DORA’s impact for UK Financial companies and Information Computing Technology Providers (ICT): Part two

What is the UK approach?

In response to the evolving cyber threat landscape and in parallel with EU efforts, the UK has been fortifying its own regulatory framework around the digital operational resilience of its financial sector:

Financial Services and Markets Bill (FSMB):

As of 2023, this bill is progressing through Parliament and includes provisions to enhance the operational resilience of the financial sector. This includes measures that would require firms to plan and prepare for severe but plausible operational disruptions.

Bank of England’s Operational Resilience Policy:

This policy, applicable from March 2021, requires financial institutions to be able to deliver critical services during severe operational events, with a deadline by March 2025 to implement these requirements fully. This approach mirrors some of DORA’s aspirations, focusing on continuity and resilience in critical operations.

Network and Information Systems (NIS) Regulations:

While the UK has its version of the EU’s NIS directive, it focuses on improving cybersecurity across various sectors, including essential services like finance. This regulation compels firms to take measures to manage cyber risks and report major incidents.

Future Regulatory Developments:

The UK may introduce further specific legislation or regulatory guidance that aligns with or diverges from DORA, depending on its post-Brexit regulatory strategy and international market pressures.

Again, irrespective of the above companies should not wait to check to check they meet EU guidance. It is prudent to be prepared in advance and ensure that your global customers are aware that you meet operational standards for major trading blocks.

Deadlines

DORA came into entry on the 16th of January 2023. Its requirements are enforceable 24 months after. Therefore, financial entities will be expected to be compliant with DORA by early Jan 2025.

Preparation

Impact on UK Companies: Although DORA is an EU regulation, its influence extends to UK firms that provide financial services or ICT solutions in the EU. These companies must comply with DORA to maintain access to the European market.

Key Preparation Strategies

For EU Companies: Regularly update and enhance ICT risk management frameworks to align with DORA’s stringent standards.

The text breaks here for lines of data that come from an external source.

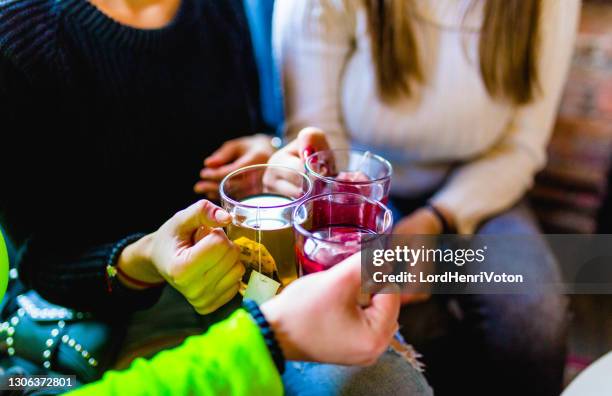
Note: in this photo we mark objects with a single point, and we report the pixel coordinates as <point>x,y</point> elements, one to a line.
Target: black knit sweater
<point>104,128</point>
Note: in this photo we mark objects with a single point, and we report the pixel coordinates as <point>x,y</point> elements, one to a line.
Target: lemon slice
<point>254,255</point>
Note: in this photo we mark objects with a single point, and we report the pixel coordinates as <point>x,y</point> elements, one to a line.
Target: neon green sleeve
<point>230,359</point>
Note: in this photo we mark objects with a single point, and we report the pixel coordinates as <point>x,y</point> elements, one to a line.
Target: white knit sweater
<point>488,150</point>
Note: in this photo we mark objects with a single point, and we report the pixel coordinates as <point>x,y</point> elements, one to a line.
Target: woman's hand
<point>232,155</point>
<point>192,254</point>
<point>319,318</point>
<point>308,141</point>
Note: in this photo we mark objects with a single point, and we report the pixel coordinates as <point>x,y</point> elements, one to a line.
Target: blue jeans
<point>496,344</point>
<point>172,319</point>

For UK Companies: Assess existing practices against DORA’s requirements, even if operations are UK-based, to ensure competitiveness and readiness for potential UK regulations inspired by DORA.

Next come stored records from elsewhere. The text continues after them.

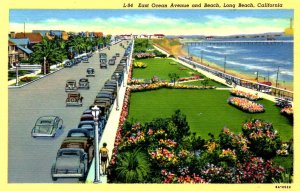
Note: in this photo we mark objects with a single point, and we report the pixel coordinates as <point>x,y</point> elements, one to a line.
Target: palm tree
<point>46,53</point>
<point>132,167</point>
<point>173,77</point>
<point>77,43</point>
<point>205,82</point>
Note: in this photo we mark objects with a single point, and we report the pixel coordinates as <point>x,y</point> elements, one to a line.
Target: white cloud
<point>149,24</point>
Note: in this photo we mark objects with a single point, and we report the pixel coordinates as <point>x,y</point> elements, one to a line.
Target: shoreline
<point>179,51</point>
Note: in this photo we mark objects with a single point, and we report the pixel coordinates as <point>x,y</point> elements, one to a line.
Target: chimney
<point>12,34</point>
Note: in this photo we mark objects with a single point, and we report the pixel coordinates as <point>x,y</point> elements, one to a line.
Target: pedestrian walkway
<point>110,130</point>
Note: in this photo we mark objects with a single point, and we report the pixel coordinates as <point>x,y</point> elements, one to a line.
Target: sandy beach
<point>174,47</point>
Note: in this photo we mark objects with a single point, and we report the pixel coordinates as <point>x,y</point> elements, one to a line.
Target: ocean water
<point>250,58</point>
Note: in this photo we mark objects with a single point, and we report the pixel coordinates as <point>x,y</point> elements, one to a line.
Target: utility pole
<point>201,56</point>
<point>225,64</point>
<point>277,77</point>
<point>257,76</point>
<point>44,65</point>
<point>24,30</point>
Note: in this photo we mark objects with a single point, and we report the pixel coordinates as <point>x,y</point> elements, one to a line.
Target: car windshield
<point>87,126</point>
<point>43,129</point>
<point>45,121</point>
<point>70,154</point>
<point>78,135</point>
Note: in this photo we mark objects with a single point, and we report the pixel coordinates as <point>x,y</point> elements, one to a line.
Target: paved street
<point>30,159</point>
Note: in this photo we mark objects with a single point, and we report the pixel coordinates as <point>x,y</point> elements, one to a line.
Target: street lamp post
<point>124,77</point>
<point>201,56</point>
<point>17,73</point>
<point>44,65</point>
<point>277,77</point>
<point>225,64</point>
<point>95,113</point>
<point>117,97</point>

Incident Reporting Mechanisms

For Both Regions: Establish or update incident reporting systems to ensure quick and efficient communication with regulatory bodies as required under DORA. This system should be robust enough to handle cross-border reporting requirements, a necessity for UK firms operating in the EU.

Operational Resilience Testing

EU Focus: Regularly conduct resilience testing mandated by DORA, including threat-led penetration testing.

UK Focus: Align testing regimes with both UK regulations (such as the Bank of England’s Operational Resilience Policy) and DORA standards to ensure comprehensive coverage.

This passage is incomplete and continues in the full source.